Sizi klavyenin o esrik tuşlarına hapsetmeyecek kadar insan…
Sanal dünyanın karmaşasıyla bireysel yığınlara dönüşeli epey zaman olmuş… Bireyin birey olamadığı, toplumun kötücül bir koroya dönüştürüldüğü gürültülü bir yalnızlık… Hayatın kanıksanan şiddeti biraz da bundan… Blok halinde beğen butonuna koşturalı ya da blok halinde kınamaların kaydığı zaman tünelleri…
Geçmiş ne ki yaşananların avuçlarında?
Dimitrova’nın dediği gibi “Her şey keşfedilse, denense ve ölçülse, bütün evren dönse…” geçmiş geçmişiyle kalsa yani. Geçmiş geleceğimizle…
Geçmişe özlemin, insancıl bilincinden taşan o sıcaklığa dokunmalı belki de… O canlılık, o ahenk, doğayla bütünleşmekten başka kaygısı olamayan o basit dünyaya…
Yaşam, hızla tüketilen bir seyir değildi çünkü…
İnsanlar, komşu evlerin giriş kapsında sonlanan sokakların yabancısı değildi… Açılacak bir kapının kapanacağı korkusunu yaşamıyordu belki…
Sizden yahut bizden kavramını henüz işitmemiş zihinler.
Sırf bu yüzden olsa gerek, körebenin kimin evinde sonlanacağı kaygısını taşımıyordu çocuklar
Şam tatlısını sokak sokak gezdirip evine ekmek götürme kaygısı olan Durmuş Amcanın bizimle aynı şeylere inanmasını beklemiyorduk örneğin… Mari Teyze’nin dut pekmezini tadarken de öyle. Mehmet Amcanın öykülerini dinlerken de…
Ama ne yazık ki, bugün Ortadoğu dâhil, dünyanın büyük bir bölümü kötücül düşlerle büyüyen savaş baronlarının etkisinde…
Ne çizgisi kaldı filmlerin ne Tom’u Ne Jeryy’si… Sanal dünyanın hızı, gerçek savaşların dehşet görüntüleriyle sarsılıyor… Beğen butonlarıyla savaşan kocaman kitlelerin senin savaşın benim savaşım diye ayırdığı teknolojik ölümler…

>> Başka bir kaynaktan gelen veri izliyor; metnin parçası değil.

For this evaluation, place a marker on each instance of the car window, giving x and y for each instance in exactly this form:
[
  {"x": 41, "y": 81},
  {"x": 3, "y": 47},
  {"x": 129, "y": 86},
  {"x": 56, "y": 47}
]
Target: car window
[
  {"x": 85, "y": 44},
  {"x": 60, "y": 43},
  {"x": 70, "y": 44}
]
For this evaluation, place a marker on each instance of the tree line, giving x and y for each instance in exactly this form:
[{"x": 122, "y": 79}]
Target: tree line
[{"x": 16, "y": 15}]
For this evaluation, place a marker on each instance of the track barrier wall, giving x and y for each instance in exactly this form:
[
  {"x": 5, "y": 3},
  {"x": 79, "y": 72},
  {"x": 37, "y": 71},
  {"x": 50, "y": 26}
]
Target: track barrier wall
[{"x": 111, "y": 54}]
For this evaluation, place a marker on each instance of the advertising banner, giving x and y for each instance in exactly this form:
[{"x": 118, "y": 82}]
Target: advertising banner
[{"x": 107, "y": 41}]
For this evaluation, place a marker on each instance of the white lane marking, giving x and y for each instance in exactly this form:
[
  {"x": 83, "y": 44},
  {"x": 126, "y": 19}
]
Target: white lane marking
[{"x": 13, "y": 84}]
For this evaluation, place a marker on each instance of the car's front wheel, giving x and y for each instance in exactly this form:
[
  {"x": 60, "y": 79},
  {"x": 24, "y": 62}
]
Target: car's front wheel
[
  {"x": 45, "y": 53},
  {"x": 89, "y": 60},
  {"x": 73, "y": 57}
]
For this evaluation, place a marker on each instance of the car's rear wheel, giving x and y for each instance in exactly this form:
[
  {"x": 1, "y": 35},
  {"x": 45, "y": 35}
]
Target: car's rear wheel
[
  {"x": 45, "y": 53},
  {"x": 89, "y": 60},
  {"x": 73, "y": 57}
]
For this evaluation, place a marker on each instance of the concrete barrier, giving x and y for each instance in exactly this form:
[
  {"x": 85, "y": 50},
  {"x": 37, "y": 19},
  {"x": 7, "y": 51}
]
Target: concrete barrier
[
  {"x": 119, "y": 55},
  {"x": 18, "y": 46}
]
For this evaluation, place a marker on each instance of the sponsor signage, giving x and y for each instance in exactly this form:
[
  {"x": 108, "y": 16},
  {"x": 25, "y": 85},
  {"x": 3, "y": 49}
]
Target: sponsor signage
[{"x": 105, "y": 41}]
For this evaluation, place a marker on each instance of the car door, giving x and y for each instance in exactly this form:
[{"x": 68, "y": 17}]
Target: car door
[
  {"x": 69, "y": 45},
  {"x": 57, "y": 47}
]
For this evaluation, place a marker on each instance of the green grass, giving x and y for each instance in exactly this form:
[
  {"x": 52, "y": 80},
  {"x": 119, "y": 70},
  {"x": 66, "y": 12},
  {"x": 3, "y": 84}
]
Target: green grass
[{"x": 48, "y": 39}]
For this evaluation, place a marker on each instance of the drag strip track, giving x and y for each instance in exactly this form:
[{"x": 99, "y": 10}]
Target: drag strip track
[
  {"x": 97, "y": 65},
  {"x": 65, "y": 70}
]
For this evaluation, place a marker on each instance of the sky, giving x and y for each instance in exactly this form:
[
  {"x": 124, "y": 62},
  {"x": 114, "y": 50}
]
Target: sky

Ortaklaşa yaşamı savunanların sayısı gün geçtikçe azalıyor… Coğrafyanın hemen her yanında ya ölüm, ya göç, ya da yoksulluk düşüyor çocukların payına… Televizyonlar savaş uzmanlarından geçilmiyor… Kendini yenmeyi beceremeyenlerin yarattığı savaş naralarıyla büyüyor tüm yoksullar…
“Kalabalıklarda insan kayboluyor
bataklıkta bir köpükçük sanki…” diye fısıldıyor Dimitrova
Savaşların insanlığa yarayacağını düşünmek ve sonu gelmeyen kitle iletişim araçlarıyla, toplum üzerinden dünyayı kalıplara dönüştürmek birey aklının barışla uyumlu sürecini, olumsuz bir yöne sarkıtmaktan başka neye yarar?
Oysa doğa ve canlılık hiçbir boşluğu kabul etmez… Kendine kimim sorusunu dahi sormayan bireyleri hiç kabul etmez… Kuşkuyu sevmez, karamsarlığı hiç… Hatırlanmak ister, hatırlatmak… Yaşamın bir kırılganlık anı olduğunu bilir. Bir gölgenin rüyası gibi, bütün renkleri değiştiren sıcak bir mevsim gibi…
“Ben sevmek için doğmuşum, Sevmek ve sevilmek için…” diye yüreğimize seslenir Blaga DİMİTROVA.